We spoke to David about making an independent travel magazine with professional, newsstand values.
What is Trunk about?
Trunk represents and inspires a mobile way of life by sharing with its readers the most compelling stories that we can find from around the world. It is about anything and everything that forms a part of global culture, be it design, fashion, food, current events, etc.
Part of our mission is also to share with readers what it is to experience the kind of access one has to a culture or a place when traveling as a professional writer or photographer on assignment. Also, I think most travel magazines like to play up the exotic. Trunk embraces what is foreign and unique about a place, but we are also very much about demystifying the world and exploring what is universal and familiar from one culture to the next.
Why did you decide to create your own magazine?
My partners and I wanted to create, what is in our minds, the ideal magazine. One that we would most want to read and work for.
Commercial titles are beholden to the corporations that own them, the advertisers that pay them, and the massive audiences that read them. So, by definition, they have to play it conservatively and make certain compromises to keep so many parties happy.
Obviously the upside is that they are large and lucrative business. For Trunk, I think success may mean only ever reaching a circ of about 150,000. And we’d be ecstatic to have such a niche and sophisticated audience, one that affords us or rather demands of us to never compromise our content or mission.
Everything is very mass market today and so many media brands are moving to the middle to appeal to as many people as possible, and in the process, alienating some very discerning and valuable consumer segments. I think the independent/niche titles can capitalize on that in today’s marketplace, and print is the perfect medium and space in which to do so.
When did you have the idea? Did you ever consider making a different kind of magazine?
I first had the idea in 2003. I never had an idea to do a different magazine, but that said, my initial concept for the magazine was much less refined than it is now. Back then I thought, “Let’s just make a cooler travel magazine.”
Then when my editor and I were living overseas (each in a different place) and working/traveling as a freelance writer/photographer for close to three years, the concept evolved from just “a cooler kind of travel” into a global lifestyle magazine for people with a lifestyle similar to our own or for anyone else with that level of curiosity for what’s out there.
What were the biggest challenges in making it happen?

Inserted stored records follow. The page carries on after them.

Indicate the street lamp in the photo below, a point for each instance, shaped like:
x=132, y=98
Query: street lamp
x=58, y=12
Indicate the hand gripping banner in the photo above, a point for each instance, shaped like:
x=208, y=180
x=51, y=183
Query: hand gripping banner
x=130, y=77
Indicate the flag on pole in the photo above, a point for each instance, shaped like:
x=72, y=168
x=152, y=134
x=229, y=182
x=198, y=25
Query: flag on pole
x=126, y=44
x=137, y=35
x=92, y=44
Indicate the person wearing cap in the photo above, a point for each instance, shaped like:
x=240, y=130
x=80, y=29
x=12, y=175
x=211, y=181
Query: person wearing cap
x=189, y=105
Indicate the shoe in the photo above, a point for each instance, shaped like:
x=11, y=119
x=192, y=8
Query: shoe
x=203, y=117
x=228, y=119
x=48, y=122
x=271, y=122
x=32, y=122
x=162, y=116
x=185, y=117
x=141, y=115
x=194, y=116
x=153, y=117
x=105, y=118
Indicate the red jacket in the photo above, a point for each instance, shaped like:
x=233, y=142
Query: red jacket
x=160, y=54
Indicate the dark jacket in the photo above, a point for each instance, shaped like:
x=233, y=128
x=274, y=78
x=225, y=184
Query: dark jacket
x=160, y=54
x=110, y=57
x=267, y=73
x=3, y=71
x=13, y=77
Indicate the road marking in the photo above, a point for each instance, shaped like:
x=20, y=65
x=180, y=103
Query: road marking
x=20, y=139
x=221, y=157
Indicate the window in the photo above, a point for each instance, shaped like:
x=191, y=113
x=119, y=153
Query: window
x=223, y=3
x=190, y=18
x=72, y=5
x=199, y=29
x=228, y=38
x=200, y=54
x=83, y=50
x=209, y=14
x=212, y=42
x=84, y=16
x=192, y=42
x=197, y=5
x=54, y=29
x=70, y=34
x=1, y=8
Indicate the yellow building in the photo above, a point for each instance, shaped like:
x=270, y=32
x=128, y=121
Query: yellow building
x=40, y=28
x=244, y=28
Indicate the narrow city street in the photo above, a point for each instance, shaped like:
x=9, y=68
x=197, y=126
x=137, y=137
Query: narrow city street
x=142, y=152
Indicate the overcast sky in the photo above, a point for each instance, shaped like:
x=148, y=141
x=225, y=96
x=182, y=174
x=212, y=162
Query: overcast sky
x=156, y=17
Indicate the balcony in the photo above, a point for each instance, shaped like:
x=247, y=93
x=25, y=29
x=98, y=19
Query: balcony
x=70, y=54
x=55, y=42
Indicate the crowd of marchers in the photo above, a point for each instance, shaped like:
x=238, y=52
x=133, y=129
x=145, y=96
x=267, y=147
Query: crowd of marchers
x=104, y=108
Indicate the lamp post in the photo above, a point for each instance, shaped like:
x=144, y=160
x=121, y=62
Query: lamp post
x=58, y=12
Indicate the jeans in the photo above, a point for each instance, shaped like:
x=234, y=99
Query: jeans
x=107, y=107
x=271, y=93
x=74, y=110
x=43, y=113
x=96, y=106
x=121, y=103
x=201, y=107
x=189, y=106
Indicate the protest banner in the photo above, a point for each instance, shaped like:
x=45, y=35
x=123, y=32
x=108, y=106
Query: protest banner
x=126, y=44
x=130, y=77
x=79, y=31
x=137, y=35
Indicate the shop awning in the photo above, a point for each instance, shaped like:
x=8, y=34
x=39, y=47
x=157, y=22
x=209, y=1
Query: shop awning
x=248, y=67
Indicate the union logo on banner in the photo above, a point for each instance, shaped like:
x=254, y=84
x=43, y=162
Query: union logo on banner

Lack of money and manpower was our biggest disadvantage. Though there was never any doubt that we could produce the magazine editorially-speaking, as we had a gifted and experienced creative director, design director, and editor-in-chief.
The real challenge was the business side of things – acquiring advertisers and distribution. Our marketing director and I spearheaded that and just started cold calling brands and agencies. I think it was the resumes of the team behind Trunk and the photography and layouts that we had mocked up which illicited such a positive response from the people we approached. And little by little we got the brands and distribution that we wanted.
You used to work at Travel+Leisure. What makes Trunk different?
Trunk really isn’t in the same genre as a T+L or Conde Nast Traveler or even Afar for that matter. Those are all strong magazines with their own audience. And of course there’s always some degree of demographic overlap.
But Trunk, again, is much more about a global lifestyle than it is travel, traditional, experiential or otherwise. Our readers are more concerned with inspirational writing and photography, design, style, and cultural nuance.
Trunk is the travel magazine for the Monocle and Wallpaper* reader, a space with an audience that leads an international existence, but oddly enough has no travel title.
What have you learned so far?
We’ve learned how to create a magazine soup to nuts and from the ground up.
We did everything from producing some of the editorial content ourselves, on a two-month trip to southern Africa, to working with some of the most gifted freelance creatives around, to selling ads, working with printers, distributors, and so on.
It was an amazing experience from start to finish, and exhilarating to watch the magazine come off the press and hold the final product in my hands.
What are your hopes for the next two years of Trunk?
To keep doing what we did with the debut issue and grow it, even if slowly and organically. We have plans for some exciting and relevant brand extension, but that will come once the print magazine is more established.